Such As It Is

"Nothing more to do here?" The severe woman in the crisp, black business suit looked unsmilingly on her partner.

"Nothing." Her partner, a bearded man of sizable girth looked around the small living room with a look that approached wistful as near as it dared. His suit was red and of a much more generous cut, but otherwise in the same style as hers. "Everything's in place. Such as it is."

"Excellent." The woman tapped something on a tablet. "On to the next."

"But..."

"We have a schedule to keep, Nick. No time for a nightcap." The man's gusty sigh soughed through his beard. He made a tired gesture toward their egress with a winter-gloved hand. She ducked in ahead of him and he, pausing a moment, took one last look at the scene: a plastic tree by the fireplace, beneath it a slim binder detailing available rewards for virtue points earned through the year.

"Tick tock, Nick." He closed his eyes and remembered a happier time. "Tick tock." He stepped beside her at the mantle and laid a finger on his nose. As they whisked up the chimney, he wished for a time before the hostile takeover of Christmas.

An Innocent Fiction

It was a tiny story, an innocent fiction. He wrote it for his friend Cindy and, in whimsical fondness, named the character after her. Cindy, as described in no more than two hundred words, was fond of ancient art, her home, and a little bit of arson. Just a funny, little story.

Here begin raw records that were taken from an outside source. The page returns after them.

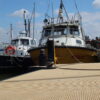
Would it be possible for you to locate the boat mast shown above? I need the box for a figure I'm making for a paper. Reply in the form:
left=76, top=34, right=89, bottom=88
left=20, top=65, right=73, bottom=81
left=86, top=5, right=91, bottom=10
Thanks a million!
left=10, top=24, right=13, bottom=41
left=23, top=11, right=27, bottom=36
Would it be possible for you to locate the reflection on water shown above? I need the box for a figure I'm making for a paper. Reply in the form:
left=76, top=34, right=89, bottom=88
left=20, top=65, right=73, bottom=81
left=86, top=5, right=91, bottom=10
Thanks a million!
left=0, top=67, right=42, bottom=81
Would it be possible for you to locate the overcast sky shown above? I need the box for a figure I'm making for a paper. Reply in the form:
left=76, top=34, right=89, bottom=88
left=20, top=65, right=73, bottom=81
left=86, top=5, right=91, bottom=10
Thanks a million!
left=0, top=0, right=100, bottom=41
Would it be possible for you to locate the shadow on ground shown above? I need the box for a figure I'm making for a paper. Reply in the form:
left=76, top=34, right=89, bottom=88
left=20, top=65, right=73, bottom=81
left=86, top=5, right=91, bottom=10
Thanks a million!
left=0, top=67, right=45, bottom=81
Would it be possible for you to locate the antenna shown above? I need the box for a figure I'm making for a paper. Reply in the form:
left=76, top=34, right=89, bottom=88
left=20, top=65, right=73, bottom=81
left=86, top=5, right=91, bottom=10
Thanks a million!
left=51, top=1, right=54, bottom=24
left=10, top=24, right=13, bottom=41
left=74, top=0, right=82, bottom=23
left=33, top=2, right=35, bottom=40
left=28, top=19, right=31, bottom=37
left=23, top=11, right=27, bottom=36
left=57, top=0, right=69, bottom=22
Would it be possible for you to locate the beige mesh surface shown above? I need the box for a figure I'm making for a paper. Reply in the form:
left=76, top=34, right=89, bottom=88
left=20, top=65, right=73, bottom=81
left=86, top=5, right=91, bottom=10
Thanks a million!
left=0, top=63, right=100, bottom=100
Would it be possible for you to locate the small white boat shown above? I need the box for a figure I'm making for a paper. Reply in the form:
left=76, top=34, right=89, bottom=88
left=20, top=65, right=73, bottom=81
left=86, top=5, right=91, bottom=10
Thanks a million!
left=0, top=12, right=36, bottom=68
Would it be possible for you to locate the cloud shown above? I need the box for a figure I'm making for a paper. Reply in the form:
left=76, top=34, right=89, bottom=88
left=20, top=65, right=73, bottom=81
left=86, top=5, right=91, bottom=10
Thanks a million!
left=10, top=9, right=41, bottom=18
left=93, top=0, right=100, bottom=8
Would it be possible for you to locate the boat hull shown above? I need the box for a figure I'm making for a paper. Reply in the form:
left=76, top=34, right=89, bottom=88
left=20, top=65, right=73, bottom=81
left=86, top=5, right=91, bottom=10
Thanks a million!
left=29, top=46, right=97, bottom=65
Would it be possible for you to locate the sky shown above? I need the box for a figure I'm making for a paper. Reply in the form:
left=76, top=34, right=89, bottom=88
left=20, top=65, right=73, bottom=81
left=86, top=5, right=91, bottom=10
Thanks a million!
left=0, top=0, right=100, bottom=42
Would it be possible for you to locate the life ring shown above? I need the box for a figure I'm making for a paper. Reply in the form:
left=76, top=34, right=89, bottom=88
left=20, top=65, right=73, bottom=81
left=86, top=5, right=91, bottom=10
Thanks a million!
left=5, top=45, right=16, bottom=55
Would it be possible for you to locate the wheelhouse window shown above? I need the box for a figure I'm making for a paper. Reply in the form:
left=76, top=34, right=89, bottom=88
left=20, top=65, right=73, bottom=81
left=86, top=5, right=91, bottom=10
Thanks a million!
left=11, top=39, right=19, bottom=45
left=20, top=39, right=29, bottom=46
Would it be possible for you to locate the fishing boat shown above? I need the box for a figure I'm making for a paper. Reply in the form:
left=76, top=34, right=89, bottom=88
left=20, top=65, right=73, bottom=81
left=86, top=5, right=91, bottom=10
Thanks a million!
left=0, top=11, right=36, bottom=68
left=28, top=0, right=97, bottom=65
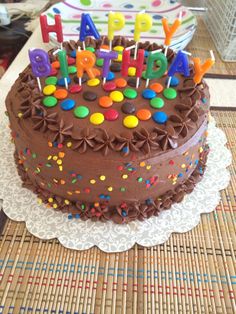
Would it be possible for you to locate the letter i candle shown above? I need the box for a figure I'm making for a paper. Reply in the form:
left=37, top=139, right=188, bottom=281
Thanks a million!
left=29, top=12, right=215, bottom=91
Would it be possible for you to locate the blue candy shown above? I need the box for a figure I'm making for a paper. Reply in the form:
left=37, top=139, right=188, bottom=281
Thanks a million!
left=57, top=77, right=71, bottom=86
left=61, top=99, right=75, bottom=110
left=166, top=76, right=179, bottom=86
left=152, top=111, right=168, bottom=124
left=70, top=50, right=76, bottom=58
left=142, top=89, right=156, bottom=99
left=106, top=72, right=115, bottom=81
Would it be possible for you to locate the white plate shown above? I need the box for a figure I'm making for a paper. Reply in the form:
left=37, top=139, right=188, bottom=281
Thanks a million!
left=45, top=0, right=197, bottom=49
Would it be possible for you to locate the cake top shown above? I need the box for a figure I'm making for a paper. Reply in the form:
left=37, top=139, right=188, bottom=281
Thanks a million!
left=12, top=37, right=209, bottom=155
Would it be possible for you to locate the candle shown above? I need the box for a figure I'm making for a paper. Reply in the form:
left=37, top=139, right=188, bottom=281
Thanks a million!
left=145, top=49, right=168, bottom=87
left=58, top=50, right=69, bottom=89
left=107, top=12, right=125, bottom=50
left=96, top=49, right=118, bottom=83
left=134, top=12, right=152, bottom=59
left=193, top=50, right=215, bottom=84
left=76, top=50, right=96, bottom=85
left=121, top=46, right=145, bottom=88
left=79, top=13, right=100, bottom=50
left=162, top=11, right=182, bottom=56
left=29, top=49, right=51, bottom=91
left=40, top=14, right=63, bottom=48
left=167, top=50, right=191, bottom=88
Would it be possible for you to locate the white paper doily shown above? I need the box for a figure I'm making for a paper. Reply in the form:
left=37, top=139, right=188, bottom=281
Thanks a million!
left=0, top=113, right=231, bottom=252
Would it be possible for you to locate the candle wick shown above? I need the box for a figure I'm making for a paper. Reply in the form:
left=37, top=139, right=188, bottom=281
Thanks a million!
left=210, top=50, right=215, bottom=61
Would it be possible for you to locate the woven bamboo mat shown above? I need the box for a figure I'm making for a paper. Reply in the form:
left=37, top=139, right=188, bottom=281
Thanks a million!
left=0, top=111, right=236, bottom=314
left=186, top=16, right=236, bottom=79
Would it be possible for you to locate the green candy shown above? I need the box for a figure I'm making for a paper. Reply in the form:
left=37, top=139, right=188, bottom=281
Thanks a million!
left=68, top=65, right=77, bottom=74
left=74, top=106, right=89, bottom=119
left=43, top=96, right=57, bottom=107
left=85, top=46, right=95, bottom=52
left=45, top=76, right=57, bottom=85
left=142, top=71, right=147, bottom=80
left=163, top=87, right=177, bottom=99
left=150, top=97, right=164, bottom=109
left=123, top=88, right=137, bottom=99
left=96, top=59, right=104, bottom=67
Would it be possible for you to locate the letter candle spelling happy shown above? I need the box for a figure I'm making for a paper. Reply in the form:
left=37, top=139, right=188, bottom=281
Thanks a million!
left=162, top=11, right=182, bottom=56
left=107, top=12, right=125, bottom=50
left=134, top=12, right=152, bottom=59
left=79, top=13, right=100, bottom=50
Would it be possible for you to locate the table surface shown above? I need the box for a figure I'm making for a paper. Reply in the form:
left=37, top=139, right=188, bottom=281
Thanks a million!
left=0, top=22, right=236, bottom=314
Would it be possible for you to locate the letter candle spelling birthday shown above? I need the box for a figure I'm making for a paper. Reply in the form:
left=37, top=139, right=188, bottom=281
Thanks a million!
left=107, top=12, right=125, bottom=50
left=145, top=49, right=168, bottom=87
left=96, top=49, right=118, bottom=84
left=134, top=12, right=152, bottom=59
left=29, top=49, right=51, bottom=91
left=76, top=50, right=96, bottom=85
left=40, top=14, right=63, bottom=49
left=121, top=46, right=144, bottom=88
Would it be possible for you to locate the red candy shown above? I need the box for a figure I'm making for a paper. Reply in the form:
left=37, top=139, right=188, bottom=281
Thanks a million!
left=50, top=67, right=57, bottom=76
left=69, top=85, right=82, bottom=94
left=67, top=57, right=75, bottom=65
left=103, top=82, right=116, bottom=92
left=104, top=109, right=119, bottom=121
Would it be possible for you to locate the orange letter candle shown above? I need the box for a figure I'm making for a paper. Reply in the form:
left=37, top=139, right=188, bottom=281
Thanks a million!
left=193, top=50, right=215, bottom=84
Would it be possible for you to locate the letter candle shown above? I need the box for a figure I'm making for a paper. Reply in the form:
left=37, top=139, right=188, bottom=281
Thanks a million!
left=79, top=13, right=100, bottom=50
left=193, top=50, right=215, bottom=84
left=96, top=49, right=118, bottom=84
left=107, top=11, right=125, bottom=50
left=134, top=11, right=152, bottom=60
left=145, top=49, right=168, bottom=87
left=121, top=45, right=144, bottom=88
left=162, top=11, right=182, bottom=56
left=167, top=50, right=191, bottom=88
left=40, top=14, right=63, bottom=49
left=76, top=50, right=96, bottom=85
left=53, top=49, right=69, bottom=89
left=29, top=49, right=51, bottom=91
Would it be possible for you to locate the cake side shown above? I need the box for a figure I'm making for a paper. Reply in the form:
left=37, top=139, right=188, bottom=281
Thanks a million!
left=6, top=39, right=209, bottom=223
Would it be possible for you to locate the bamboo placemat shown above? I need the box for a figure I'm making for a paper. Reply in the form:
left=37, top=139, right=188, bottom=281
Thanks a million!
left=186, top=16, right=236, bottom=79
left=0, top=111, right=236, bottom=314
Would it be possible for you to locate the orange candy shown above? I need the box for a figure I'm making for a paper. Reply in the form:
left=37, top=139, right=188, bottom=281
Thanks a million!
left=100, top=45, right=110, bottom=50
left=136, top=109, right=152, bottom=121
left=98, top=96, right=113, bottom=108
left=115, top=77, right=127, bottom=88
left=54, top=89, right=68, bottom=99
left=150, top=83, right=163, bottom=93
left=51, top=61, right=60, bottom=69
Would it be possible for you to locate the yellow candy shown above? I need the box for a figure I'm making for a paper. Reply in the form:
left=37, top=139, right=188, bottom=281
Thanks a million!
left=109, top=90, right=124, bottom=102
left=90, top=112, right=104, bottom=125
left=123, top=115, right=138, bottom=129
left=114, top=54, right=122, bottom=62
left=87, top=78, right=100, bottom=86
left=43, top=85, right=56, bottom=95
left=113, top=46, right=124, bottom=53
left=128, top=67, right=136, bottom=76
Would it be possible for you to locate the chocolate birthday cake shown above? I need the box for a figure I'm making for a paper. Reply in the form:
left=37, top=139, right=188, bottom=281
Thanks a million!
left=6, top=37, right=209, bottom=223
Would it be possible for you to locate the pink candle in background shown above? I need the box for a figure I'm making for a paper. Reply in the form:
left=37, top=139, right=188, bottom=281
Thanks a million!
left=40, top=14, right=63, bottom=47
left=29, top=49, right=51, bottom=91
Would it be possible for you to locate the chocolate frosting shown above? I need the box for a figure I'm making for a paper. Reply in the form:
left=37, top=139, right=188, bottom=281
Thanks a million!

He began receiving old, dusty postcards in the mail, bearing no return address and "What do you know?" spelled with magazine cutouts. Texts came from unknown numbers asking, "How do you know?" He sometimes thought he was being followed.

Running into Cindy in the local bookstore, he asked if she remember that story he'd given her. She furrowed her brow, stared into the recesses of memory, and said, "Oh, yeah. What was it about, again?" Something about the statement felt deceptive, and he excused himself awkwardly.

He woke at three a.m. with Cindy standing over him, gun pointing at his hairline, and he had to mutter "What?" three times before her words made sense. "How did you know?" she said.

"I didn't! I don't! I just wrote a story! I made it all up!"

"Oh." She lowered the gun. "Can we maybe keep this just between us?"

Dog Noir 2

It was a day where everything's too still, so still it puts an itch between your shoulder blades, one you can't reach to chew. I was working out of The Couch, my favorite hangout. The bosses didn't want me there, but I'm not always a good dog.

I was worrying the old Squeaky Frog Case, and I felt on the verge of cracking it when she walked in. Sleek, subtle, and insidious, we'd tussled before. It had never ended well. Usually, she stayed on her turf and I stuck to mine, but The Couch was neutral territory.

I could almost hear the schemes percolating in her mind like the water in a powered-pump water bowl. But she wasn't looking to fight. She had a puzzle for me. She disappeared around the corner and I heard a sound a high wheeze that could only be a break on the Rubber Bone Mystery. I followed at a run.

I found the bone, but not her. Suspicious, I returned to The Couch to find her in my spot. There was no use arguing. When that cat's claws come out, no one walks away happy. It wasn't fair, but hey. It's a dog's life.

Dog Noir

The air's unseasonal chill tickled my nose as I sat in The Yard. It smelled like trouble. That's why I wasn't surprised when she walked in. Her legs went all the way up, to a butt too high to sniff. I could tell by the way she approached that she had a job for me.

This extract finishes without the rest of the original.